3.3. Vegetation Greenness Responses to Climate Change

Based on partial correlation analyses, we demonstrated that the presence of clear disparities in vegetation greenness responses to air temperature, precipitation, and radiation in different ecological zones of the TP between 2000 and 2015. Time lag effects in vegetation responses to major climatic factors were also seen in some ecological zones (Figure 5, Figure 6 and Figure 7).
Increases in GNDVI were closely related to increasing precipitation on the northeastern TP, including within the IIC2 and IC1 zones (Figure 6 and Figure 7), and a one-month lag effect response of GNDVI to precipitation existed in the IIC2 zone (Figure 5). Although the positive partial correlation between GNDVI and temperature was significant within the IC1 zone, this was not the case within the IIC2 zone; and despite the fact that temperature declined in the IC1 zone before the GNDVI breakpoint, both GNDVI and precipitation increased (Figure 8a,b). We also demonstrated that both GNDVI and precipitation declined after the GNDVI breakpoint within IC1 zone. These results indicate vegetation change in the northeastern TP was sensitive to precipitation variation.
By contrast, GNDVI declined in the southwestern TP under the comprehensive influence of warming and increased solar radiation, combined with inter-annual fluctuations in precipitation (Figure 6 and Figure 7). We also found a significant decrease of SPEI in this region during 2000–2015 (Figure S2), indicating that this region seems to be warming and drying. Besides, there was a two-month lag effect response of GNDVI to temperature, precipitation, and radiation within the IIC1 zone, and a one-month lag effect response of GNDVI to radiation within the IC2 zone (Figure 5).
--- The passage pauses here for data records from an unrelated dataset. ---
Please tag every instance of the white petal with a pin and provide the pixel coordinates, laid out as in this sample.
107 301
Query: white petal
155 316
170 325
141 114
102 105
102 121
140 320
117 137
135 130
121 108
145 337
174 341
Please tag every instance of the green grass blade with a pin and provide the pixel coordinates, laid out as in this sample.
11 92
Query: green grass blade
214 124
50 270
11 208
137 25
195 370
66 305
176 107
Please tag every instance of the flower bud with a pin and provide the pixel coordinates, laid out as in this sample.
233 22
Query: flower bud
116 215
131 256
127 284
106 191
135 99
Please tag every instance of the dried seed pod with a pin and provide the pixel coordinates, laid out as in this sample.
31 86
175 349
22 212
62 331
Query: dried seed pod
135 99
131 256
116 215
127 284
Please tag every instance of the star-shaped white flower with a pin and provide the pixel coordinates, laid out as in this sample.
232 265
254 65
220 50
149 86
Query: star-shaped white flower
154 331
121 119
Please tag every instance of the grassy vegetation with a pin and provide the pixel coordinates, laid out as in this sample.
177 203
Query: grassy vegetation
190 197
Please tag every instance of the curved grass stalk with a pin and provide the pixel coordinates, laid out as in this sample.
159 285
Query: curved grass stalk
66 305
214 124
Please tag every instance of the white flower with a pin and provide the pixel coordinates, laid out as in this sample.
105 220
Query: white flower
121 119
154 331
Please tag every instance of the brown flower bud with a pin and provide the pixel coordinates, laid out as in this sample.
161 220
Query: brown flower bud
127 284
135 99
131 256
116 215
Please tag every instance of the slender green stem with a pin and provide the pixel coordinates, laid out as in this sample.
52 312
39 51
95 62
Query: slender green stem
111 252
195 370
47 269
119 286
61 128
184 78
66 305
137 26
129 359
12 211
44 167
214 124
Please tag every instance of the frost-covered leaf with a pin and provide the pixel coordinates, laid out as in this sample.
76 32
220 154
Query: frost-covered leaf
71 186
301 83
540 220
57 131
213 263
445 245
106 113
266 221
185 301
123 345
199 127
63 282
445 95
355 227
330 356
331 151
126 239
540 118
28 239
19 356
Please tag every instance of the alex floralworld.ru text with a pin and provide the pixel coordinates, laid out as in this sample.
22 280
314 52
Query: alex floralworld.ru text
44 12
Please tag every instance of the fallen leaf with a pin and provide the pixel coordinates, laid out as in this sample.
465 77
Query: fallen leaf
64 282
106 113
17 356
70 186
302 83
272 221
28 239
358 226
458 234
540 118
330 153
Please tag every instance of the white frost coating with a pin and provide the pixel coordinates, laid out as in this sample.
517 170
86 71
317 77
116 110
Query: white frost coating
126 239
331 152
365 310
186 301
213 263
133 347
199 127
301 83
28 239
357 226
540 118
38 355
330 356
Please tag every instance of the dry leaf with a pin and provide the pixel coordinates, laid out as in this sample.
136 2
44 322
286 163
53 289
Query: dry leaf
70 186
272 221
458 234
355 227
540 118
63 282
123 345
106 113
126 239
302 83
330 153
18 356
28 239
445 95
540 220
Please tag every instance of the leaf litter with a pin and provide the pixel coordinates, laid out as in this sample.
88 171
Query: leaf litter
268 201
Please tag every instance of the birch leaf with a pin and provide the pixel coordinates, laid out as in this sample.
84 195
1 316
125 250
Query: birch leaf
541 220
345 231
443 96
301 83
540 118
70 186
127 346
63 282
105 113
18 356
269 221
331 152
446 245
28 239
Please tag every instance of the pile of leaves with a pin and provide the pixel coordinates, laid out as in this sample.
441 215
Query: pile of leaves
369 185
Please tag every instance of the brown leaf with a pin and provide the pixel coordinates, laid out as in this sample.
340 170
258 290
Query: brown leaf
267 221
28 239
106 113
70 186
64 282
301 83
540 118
Prior to the breakpoint of GNDVI, temperature and solar radiation increased, but precipitation decreased; all of these changes led to decreases in GNDVI, especially within the IIC1 zone (Figure 8c,d). Subsequent to the breakpoint of GNDVI, however, this index continued to decrease as warming and solar radiation increased despite a concomitant increase in precipitation. These findings might suggest that under conditions of insufficient water in the southwestern TP, increases in temperature and solar radiation both adversely affected vegetation growth as water availability decreased.
In the more humid areas, the impact of temperature and solar radiation became more prominent. GNDVI was mainly affected by climate warming across the IB1 zone, located in the mid-eastern TP (Figure 6 and Figure 7). This increase of GNDVI was closely related to rising temperature prior to the breakpoint, and vice versa. In the southeastern region, including the IIAB1 and OA1 zones, GNDVI was mainly affected by a combination of temperature and solar radiation. Additionally, a one-month lag effect was found in the response of GNDVI to radiation in the IIAB2 zone (Figure 5). In other ecosystem zones in the northwestern TP such as IID2 and IID3 zone, the partial correlations between GNDVI and temperature, precipitation, and solar radiation were insignificant.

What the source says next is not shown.